The authors aimed to quantify the relationship between mortality, health status and
wealth and they attempted to control for reverse causation by using the two waves of the British Retirement
Survey (1988/89 and 1994) – a longitudinal database, and by conditioning on initial health status. Both
mortality and morbidity were modeled.
It was found that, even after conditioning on the initial health status, wealth rankings
are important determinants of mortality and morbidity. (The relationship between survival probabilities and
wealth rankings is not linear.) For both genders, there is a positive relationship between wealth and the
probability of survival, regardless of the wealth measure used or the specification of the model. The results
for females are only marginally lower relative to those for males. These results are robust to the wealth
definition used. This would indicate a causal link running from wealth to health, but it does not remove the
possibility of a causal link also in the other direction.
Marital status was not found to be significant for mortality or morbidity, whereas
education was found to be significant for morbidity but not for mortality. For females, marital status has
some effect on mortality but education is insignificant. Neither education nor marital status had a strong
effect on female morbidity.
The study population consisted of individuals aged between 55 and 69 in late 1988 / early
1989. (Their spouses were also interviewed.) The surveys asked many health status questions relating to each
of 13 different areas of disability, in order to construct a health index. They also contained several
measures of wealth (financial, housing and pension wealth) and details of current income, employment status
and job history. Details of the highest education attainment were also obtained. This permitted
experimentation to establish what are the most appropriate indicators of the relationship between
socio–economic status and health. In analyses using wealth rankings, couples and single people were
ranked separately. Other analyses were on an individual basis and males and females were considered
separately.
The authors considered that the variables that reflect the amount of life cycle resources
available to an individual were the most likely to be important in modeling health outcomes. They considered
the value of pension wealth to be particularly useful as, for many, it is directly linked to lifetime
earnings. They did not think current income was a good indicator.

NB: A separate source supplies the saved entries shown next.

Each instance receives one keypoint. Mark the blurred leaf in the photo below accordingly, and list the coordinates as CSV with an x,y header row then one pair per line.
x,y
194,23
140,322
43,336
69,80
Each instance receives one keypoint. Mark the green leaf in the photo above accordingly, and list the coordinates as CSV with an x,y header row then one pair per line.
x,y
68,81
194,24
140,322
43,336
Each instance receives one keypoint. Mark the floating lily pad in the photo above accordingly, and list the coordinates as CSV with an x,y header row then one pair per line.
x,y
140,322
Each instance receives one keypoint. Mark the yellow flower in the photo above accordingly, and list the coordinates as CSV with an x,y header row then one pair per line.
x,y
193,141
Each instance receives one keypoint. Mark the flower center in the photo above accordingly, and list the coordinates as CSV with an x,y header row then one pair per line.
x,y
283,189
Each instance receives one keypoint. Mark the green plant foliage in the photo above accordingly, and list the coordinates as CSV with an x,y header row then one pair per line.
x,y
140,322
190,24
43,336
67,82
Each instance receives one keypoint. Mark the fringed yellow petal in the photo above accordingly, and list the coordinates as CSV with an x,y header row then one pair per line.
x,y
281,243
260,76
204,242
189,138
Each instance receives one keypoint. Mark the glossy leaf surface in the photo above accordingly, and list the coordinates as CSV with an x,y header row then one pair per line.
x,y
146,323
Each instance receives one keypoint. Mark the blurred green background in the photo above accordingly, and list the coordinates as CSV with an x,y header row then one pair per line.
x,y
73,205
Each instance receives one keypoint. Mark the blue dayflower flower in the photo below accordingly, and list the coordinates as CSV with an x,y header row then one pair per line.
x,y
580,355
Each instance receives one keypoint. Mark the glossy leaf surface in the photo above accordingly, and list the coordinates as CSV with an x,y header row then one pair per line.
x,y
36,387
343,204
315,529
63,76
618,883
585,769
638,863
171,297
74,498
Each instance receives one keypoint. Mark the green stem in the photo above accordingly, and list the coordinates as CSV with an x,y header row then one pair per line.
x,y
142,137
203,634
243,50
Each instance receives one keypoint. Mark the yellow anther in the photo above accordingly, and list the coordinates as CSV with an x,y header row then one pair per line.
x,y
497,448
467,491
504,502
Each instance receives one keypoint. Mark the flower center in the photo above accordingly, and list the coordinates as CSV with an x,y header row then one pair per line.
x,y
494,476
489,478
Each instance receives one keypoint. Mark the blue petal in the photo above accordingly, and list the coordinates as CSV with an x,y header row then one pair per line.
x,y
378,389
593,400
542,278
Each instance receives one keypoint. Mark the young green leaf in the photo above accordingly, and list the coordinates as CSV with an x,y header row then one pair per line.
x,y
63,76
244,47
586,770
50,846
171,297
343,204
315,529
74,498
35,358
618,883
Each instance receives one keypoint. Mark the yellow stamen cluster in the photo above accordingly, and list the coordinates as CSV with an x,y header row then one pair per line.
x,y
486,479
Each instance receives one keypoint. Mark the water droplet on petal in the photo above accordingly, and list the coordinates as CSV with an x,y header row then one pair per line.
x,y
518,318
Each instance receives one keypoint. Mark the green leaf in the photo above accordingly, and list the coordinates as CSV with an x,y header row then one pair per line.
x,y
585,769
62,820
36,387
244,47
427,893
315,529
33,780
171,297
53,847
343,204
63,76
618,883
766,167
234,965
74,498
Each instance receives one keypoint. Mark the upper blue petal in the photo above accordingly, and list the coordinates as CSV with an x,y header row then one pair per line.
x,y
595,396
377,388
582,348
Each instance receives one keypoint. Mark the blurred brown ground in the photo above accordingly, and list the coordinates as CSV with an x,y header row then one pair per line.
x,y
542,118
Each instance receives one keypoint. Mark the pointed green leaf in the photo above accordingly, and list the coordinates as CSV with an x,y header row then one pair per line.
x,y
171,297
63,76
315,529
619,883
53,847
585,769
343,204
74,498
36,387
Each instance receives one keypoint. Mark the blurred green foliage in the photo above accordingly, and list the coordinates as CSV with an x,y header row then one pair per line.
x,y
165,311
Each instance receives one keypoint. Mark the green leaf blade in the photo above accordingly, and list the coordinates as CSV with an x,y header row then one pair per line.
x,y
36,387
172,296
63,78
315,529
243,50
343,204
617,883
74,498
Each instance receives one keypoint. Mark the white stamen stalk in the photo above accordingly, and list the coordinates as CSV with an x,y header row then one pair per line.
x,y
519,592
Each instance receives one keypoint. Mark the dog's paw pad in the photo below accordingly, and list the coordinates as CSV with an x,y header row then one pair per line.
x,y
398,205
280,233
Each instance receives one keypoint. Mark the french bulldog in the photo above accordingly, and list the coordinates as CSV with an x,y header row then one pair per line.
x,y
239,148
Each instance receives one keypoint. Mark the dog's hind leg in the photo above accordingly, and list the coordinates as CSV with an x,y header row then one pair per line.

The two definitions of wealth used in
analyses were financial and housing wealth and total wealth, i.e. financial, housing and pension wealth.
In addition to age, wealth and health status, controls for marital status and education
were used. Dummy variables for different regions were also tested, but once other variables were controlled
for, no significant effect was found. This suggests that the variation in standardized mortality rates seen
across the regions of Britain is completely explained by the observable characteristics of the resident
population.
A limitation of this study was that the first interview was originally not supposed to be
followed by the second one and therefore attrition (for reasons other than mortality) is particularly
severe, and unlikely to be random. This was addressed by modeling explicitly the process of attrition,
allowing for the possibility that this is correlated with mortality and the evolution of health status.
A similar study, using a different approach and using US data, obtained different
results. Hurd and McFadden found that once initial health status was controlled for, no relationship between
economic variables and health outcomes was found. This would indicate a relationship running from health to
wealth, rather than from wealth to health and highlights the importance of reverse causality. This is despite
the fact that the UK has universal health care and the US does not.
The authors comment that further research is required to determine whether the relevant
concept is relative or absolute wealth. The current study could be extended by constructing an explicit model
of the evolution of wealth.
† This study is based on data from England and Wales.